この屏風絵-屏風歌が盛んになるのは、唐風の絵画から脱して、国風文化としての大和絵が成立してくる9世紀以降、古今集成立前夜頃であろうとされる。考えてみれば、その古今集もまた、屏風絵-屏風歌の構造と同型のものではないか。四季折々の歌が配され、自然を愛で人生を観じ、或は恋に悩み恋に生きる姿が謳歌される。丸谷才一によれば、古今集編者紀貫之の「貫之家集」888首の約6割は屏風歌であるとされ、屏風絵の画讃の歌詠みとして貫之は当世流行の職業的歌人でもあったろう、としている。


<歌詠みの世界-「清唱千首」塚本邦雄選より>

<秋-29>

 おしなべて思ひしことのかずかずになほ色まさる秋の夕暮
                                 藤原良経


新古今集、秋。

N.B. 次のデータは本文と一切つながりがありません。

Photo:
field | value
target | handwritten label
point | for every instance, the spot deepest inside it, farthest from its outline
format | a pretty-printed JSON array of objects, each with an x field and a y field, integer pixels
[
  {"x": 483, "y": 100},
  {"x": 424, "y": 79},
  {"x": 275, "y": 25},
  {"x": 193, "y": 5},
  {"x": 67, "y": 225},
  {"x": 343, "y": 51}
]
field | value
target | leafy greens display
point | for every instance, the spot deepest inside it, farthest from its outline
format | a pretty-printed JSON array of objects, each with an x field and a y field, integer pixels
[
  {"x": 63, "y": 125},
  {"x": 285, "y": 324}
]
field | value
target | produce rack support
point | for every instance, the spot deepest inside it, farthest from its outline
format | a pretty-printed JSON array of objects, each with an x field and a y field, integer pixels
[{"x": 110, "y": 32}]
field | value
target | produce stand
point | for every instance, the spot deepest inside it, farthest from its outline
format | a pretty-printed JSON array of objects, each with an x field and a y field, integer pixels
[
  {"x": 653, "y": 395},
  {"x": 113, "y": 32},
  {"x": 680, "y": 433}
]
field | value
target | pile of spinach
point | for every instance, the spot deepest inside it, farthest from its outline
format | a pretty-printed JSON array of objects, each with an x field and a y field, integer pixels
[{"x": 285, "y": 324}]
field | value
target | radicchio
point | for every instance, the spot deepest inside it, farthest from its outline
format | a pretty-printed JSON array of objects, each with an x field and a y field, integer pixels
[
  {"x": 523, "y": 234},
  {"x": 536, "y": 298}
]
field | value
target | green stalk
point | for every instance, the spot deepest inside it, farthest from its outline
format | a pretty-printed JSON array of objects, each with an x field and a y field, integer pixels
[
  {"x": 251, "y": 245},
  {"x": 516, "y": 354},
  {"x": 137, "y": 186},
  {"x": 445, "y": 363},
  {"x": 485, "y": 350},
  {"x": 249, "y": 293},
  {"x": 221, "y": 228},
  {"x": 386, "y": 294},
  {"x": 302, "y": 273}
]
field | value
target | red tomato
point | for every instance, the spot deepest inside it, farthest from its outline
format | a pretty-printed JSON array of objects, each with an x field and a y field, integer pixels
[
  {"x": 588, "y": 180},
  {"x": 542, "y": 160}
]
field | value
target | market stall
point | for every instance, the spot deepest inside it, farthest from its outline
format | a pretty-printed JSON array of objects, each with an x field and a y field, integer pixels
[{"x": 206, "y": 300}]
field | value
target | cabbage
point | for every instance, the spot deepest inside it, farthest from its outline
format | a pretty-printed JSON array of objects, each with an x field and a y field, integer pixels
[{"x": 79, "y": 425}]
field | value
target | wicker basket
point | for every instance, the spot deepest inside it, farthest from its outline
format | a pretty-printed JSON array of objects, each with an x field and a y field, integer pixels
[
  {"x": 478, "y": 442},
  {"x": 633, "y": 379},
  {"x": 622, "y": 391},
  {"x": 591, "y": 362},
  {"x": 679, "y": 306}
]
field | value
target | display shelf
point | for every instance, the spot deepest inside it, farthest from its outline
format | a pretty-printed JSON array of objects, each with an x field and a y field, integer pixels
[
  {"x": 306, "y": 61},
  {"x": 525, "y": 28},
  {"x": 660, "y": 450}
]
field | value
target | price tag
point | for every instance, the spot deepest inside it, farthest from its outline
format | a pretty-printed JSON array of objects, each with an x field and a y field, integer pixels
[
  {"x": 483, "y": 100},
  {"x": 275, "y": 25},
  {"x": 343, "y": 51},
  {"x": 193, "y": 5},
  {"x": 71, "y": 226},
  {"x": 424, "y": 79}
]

詞書に、百首歌奉りし時。平安末期から鎌倉初期。関白九条兼実の二男にして、若くして関白、摂政に任ぜられるも37歳にして急死している。邦雄曰く、達観というには若い31歳ながら、すでに壮年の黄昏に、独り瞑目端座して過去の、四方の、永く広く深い「時」の命を思いかつ憶う。嘗ての憂いも悲しみも、この秋の存在はなおひとしお身に沁む、曰く言い難い思考であり、感嘆でもあろう。第五句重く緩やかに連綿して類いのない調べ、と。

 身をしをる嵐よ露よ世の憂きに思ひ消ちても秋の夕暮
                                 肖柏


春夢草、秋夕。秋の嵐に、草木も萎れ澆(しお)れるように、人の身もまた斯様な思いであろう。しをるには責(しお)るの意も微かに通わせているか。第二句「嵐よ露よ」と、並べ称えべくもないものを連ねているのも耳をそばだて、強い印象を与える。邦雄曰く、第四句の余韻に無量の思いを湛え、しかも敢えて切り棄てて「秋の夕暮」と結んだところに、深沈たる余韻が生れた。この一首、連歌風の妙趣をも感じる、と。